During the first half of the 19th century, Gučetić’s estate reached its maximum capacity and continued to be cultivated by the largest recorded number of serfs to be deployed on that land. The lands were planted mostly with olives and vines. In Trsteno, 1,500 olive trees were grown privately and 5,900 olive trees were grown in the fields given to the serfs for cultivation. At that time, olives and vines were the basic crops in Dubrovnik and proved to be the only crop productive enough for export. The increase in olive growing on the property was accompanied by the need for increased processing and additional outbuildings were being built. In addition to the old mill with one stone mill and one oak press, another with two mills and two presses are being arranged, and a new olive warehouse is being built opposite them. Already, during and after the First World War, remote olive groves began to be in s a state of neglect, in which natural vegetation rapidly dominated.
After the Second World War, when the rest of Gučetić’s land estate was declared an Arboretum, protected by law and handed over to the Croatian Academy of Sciences and Arts, the existing olive groves continue to be cultivated and used.

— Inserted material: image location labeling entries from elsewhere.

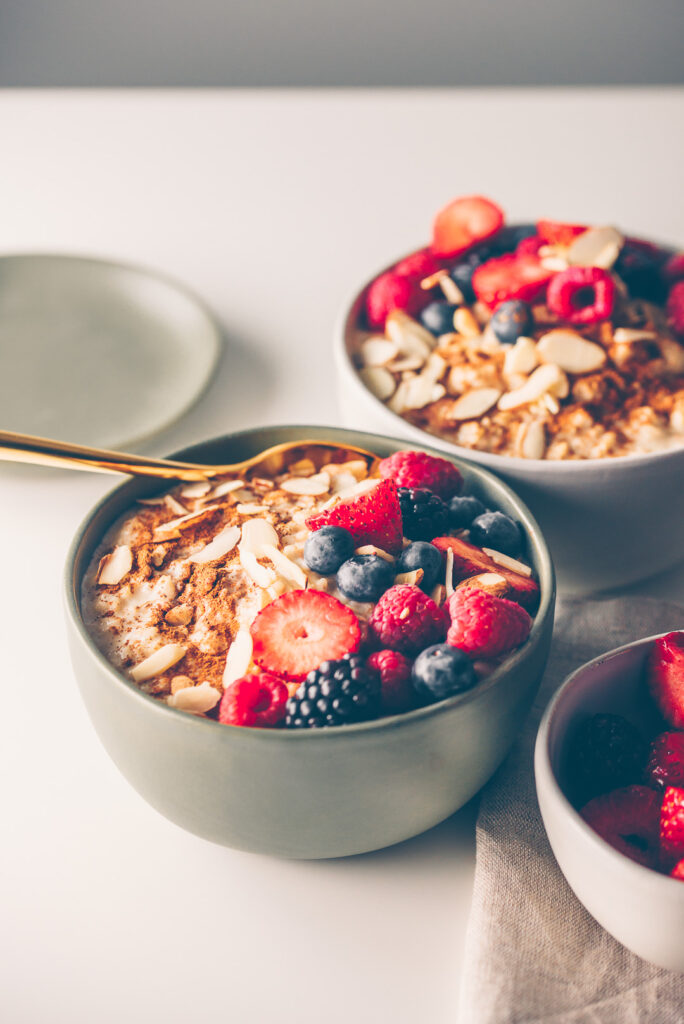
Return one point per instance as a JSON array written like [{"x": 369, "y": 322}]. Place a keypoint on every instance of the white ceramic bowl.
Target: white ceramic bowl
[
  {"x": 642, "y": 909},
  {"x": 608, "y": 522}
]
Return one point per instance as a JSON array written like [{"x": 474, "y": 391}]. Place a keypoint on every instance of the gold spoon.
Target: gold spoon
[{"x": 43, "y": 452}]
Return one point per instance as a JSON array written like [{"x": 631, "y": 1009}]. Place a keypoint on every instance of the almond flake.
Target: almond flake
[
  {"x": 115, "y": 566},
  {"x": 158, "y": 663},
  {"x": 218, "y": 547}
]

Restoration of historic olive groves
In the great summer fire of 2000, when two thirds of the entire area of the Arboretum burned down, a small area of the old olive grove was preserved. In 2002, this surviving part became the core of the restoration of the historic olive grove. In the preserved part, 7 old olive varieties were catalogued, out of the 15 recorded for the Dubrovnik littoral. Old trees were restored by pruning and fertilizing, and burned by thinning shoots and growing young trees. In parallel with the grafting and cultivation of seedlings, the remaining old varieties of the Dubrovnik littoral were introduced.

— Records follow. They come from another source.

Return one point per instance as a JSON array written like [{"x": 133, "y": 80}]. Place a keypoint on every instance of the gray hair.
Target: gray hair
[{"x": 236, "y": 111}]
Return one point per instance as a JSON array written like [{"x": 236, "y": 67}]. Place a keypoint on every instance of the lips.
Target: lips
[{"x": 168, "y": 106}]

Since 2005 the renovated olive grove ( 15,370 m2) brings fruit and characteristically high quality oil. About 200 olive trees are grown in this area, which includes 15 varieties: Oblica, Mezanica, Bjelica, Uljarica, Mrčakinja, Dužica, Jeruzalemka, Kosmača, Zuzorka, Grozdača, Velika Lastovka, Piculja, Murgulja, Žabarka and Želuldarica.
The natural regeneration of vegetation on the burned areas of the Arboretum, which before the fire were mostly under the forest of Aleppo pine and cypress, support surprisingly large numbers of restored olives. This clearly demonstrates that the entire area, except the narrower coastal belt, was terraced and cultivated as an olive grove, which was undoubtedly mixed with a culture of carob, almonds and figs.

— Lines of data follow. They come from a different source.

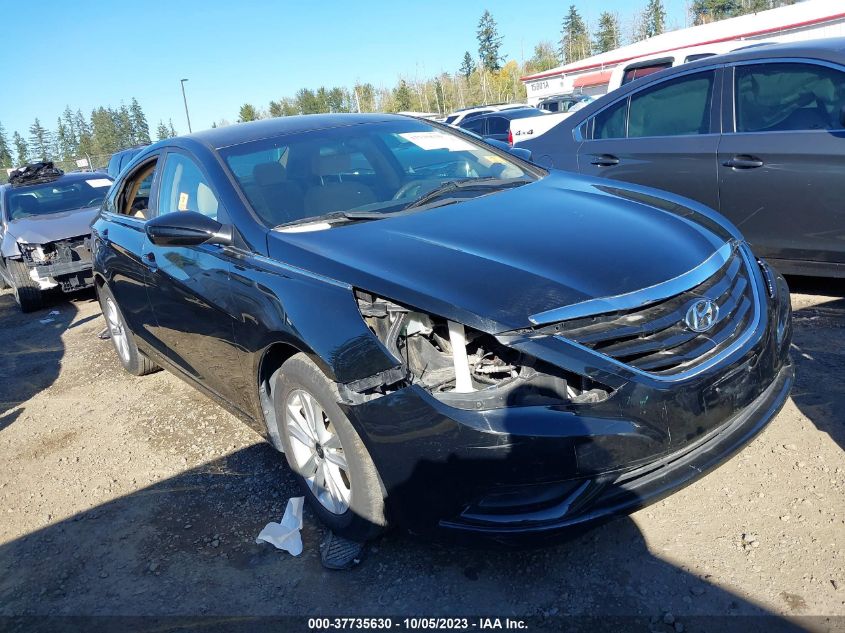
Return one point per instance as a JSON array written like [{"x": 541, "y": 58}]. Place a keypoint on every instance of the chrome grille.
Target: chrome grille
[{"x": 656, "y": 339}]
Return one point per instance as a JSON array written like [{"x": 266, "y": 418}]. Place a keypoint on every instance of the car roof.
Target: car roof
[
  {"x": 512, "y": 113},
  {"x": 828, "y": 49},
  {"x": 221, "y": 137}
]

In the areas of olive groves that could not be restored by planned restoration, the restoration of burned trees took place naturally without cultivation and to this day they are overgrown with a dense set of high vegetation that will soon outgrow them and they will die out. Such a dense assembly poses a threat and is inadmissible by fire-fighting standards.
Established interventions of fire-fighting averages would destroy the entirety of the historic olive grove and the only acceptable solution is to find the possibility of restoring the olive grove and restoring its original function. This would provide a safe, cleansed and cultivated space as an external shield to historic gardens, both of multiple importance and purpose.
The approximate area of the new olive groves would be about 42,287 m2. Along with the planting of olive trees, the original dry stone walls would also be restored.
The goal of the restoration of the historic olive grove with the creation of a collection of indigenous varieties has a threefold purpose: preservation of cultural and ethnological heritage, preservation of the gene pool, ie indigenous, agricultural biodiversity and, finally, the inclusion of the facility within the local tourist industry.